In the face of the enemy. But this man's name was recorded. I don't know the language, but I know the word Shama is found in the last chapter of Ezekiel. Jehovah Shama the Lord is there. So I would suppose perhaps that word simply means.
There, where there was something to be defended, this man Shama was there to defend it.
Are you, am I, are we willing to stand for the truth of God?
Practically in our lives, as well as when we hear it mocked and ridiculed in the verse before, we find that young man whose sword clave onto his hand.
That was the 1St that stirred my heart to serve the Lord.
His hand clave under the sword.
A brother held up this book.
And he said, thank God for those whose hands still cleave to the sword. What does your hand cleave to?
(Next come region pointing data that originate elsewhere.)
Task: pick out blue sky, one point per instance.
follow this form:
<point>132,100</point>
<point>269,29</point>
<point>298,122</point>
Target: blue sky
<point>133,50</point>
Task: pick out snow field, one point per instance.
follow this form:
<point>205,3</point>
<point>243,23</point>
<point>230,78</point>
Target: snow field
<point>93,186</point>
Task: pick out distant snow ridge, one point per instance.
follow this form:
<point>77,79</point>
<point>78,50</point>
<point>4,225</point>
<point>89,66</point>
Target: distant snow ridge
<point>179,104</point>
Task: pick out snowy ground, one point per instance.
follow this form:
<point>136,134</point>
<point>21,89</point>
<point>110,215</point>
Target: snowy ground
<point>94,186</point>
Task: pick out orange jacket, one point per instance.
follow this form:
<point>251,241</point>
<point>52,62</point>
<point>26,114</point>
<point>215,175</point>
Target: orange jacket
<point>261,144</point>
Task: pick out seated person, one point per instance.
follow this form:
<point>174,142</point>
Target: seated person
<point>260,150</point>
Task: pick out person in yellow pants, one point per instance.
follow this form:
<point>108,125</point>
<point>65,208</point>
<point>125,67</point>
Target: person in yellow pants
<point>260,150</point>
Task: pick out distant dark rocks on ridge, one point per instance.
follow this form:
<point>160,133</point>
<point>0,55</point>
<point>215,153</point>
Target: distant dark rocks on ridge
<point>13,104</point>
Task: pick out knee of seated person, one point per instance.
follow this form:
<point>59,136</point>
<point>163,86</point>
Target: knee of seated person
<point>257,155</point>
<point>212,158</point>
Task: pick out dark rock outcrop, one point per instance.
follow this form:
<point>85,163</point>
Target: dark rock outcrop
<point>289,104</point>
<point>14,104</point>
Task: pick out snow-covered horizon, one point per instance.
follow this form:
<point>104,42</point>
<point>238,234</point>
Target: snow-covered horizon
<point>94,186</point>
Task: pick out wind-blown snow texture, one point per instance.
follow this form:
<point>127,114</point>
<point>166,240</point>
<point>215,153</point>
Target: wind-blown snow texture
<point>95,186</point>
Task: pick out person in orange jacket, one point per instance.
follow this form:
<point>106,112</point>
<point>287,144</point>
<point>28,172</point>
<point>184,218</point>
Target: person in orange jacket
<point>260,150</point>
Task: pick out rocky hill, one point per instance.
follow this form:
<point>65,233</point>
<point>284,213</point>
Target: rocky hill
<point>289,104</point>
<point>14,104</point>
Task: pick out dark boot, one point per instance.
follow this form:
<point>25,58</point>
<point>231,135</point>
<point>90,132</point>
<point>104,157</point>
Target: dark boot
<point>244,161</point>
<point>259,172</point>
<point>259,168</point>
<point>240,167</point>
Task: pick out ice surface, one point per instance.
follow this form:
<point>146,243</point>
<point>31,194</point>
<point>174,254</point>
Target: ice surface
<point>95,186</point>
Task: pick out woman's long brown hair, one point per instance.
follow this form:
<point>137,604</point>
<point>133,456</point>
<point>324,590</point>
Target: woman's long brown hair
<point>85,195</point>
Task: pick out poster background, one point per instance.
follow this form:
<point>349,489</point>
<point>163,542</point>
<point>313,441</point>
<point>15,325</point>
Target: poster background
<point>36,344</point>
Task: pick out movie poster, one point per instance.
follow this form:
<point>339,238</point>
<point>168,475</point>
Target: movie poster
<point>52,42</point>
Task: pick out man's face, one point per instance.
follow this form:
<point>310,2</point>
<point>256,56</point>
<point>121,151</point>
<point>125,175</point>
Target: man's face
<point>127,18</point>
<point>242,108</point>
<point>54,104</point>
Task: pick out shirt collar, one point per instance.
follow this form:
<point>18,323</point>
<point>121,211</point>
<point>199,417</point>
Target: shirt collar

What does my hand cleave to? Oh, it's so easy that our hand cleaves to the books of knowledge that men put within them. It's so easy for our hands to cleave to the necessary parts of our daily toil.
00:05:24
But those are hand really cleaved to this book, the sword of God's word. Are we really there?
When the time comes for these things to be defended with our heart in it, are we ready, as shaman did, to stand and defend that which God has entrusted? I thank God for the privilege of being at meetings like these, of hearing the truth of God presented.
But we go home more responsible, and we came. May each one of us individually take this to heart, to be faithful to him in a day of ruin.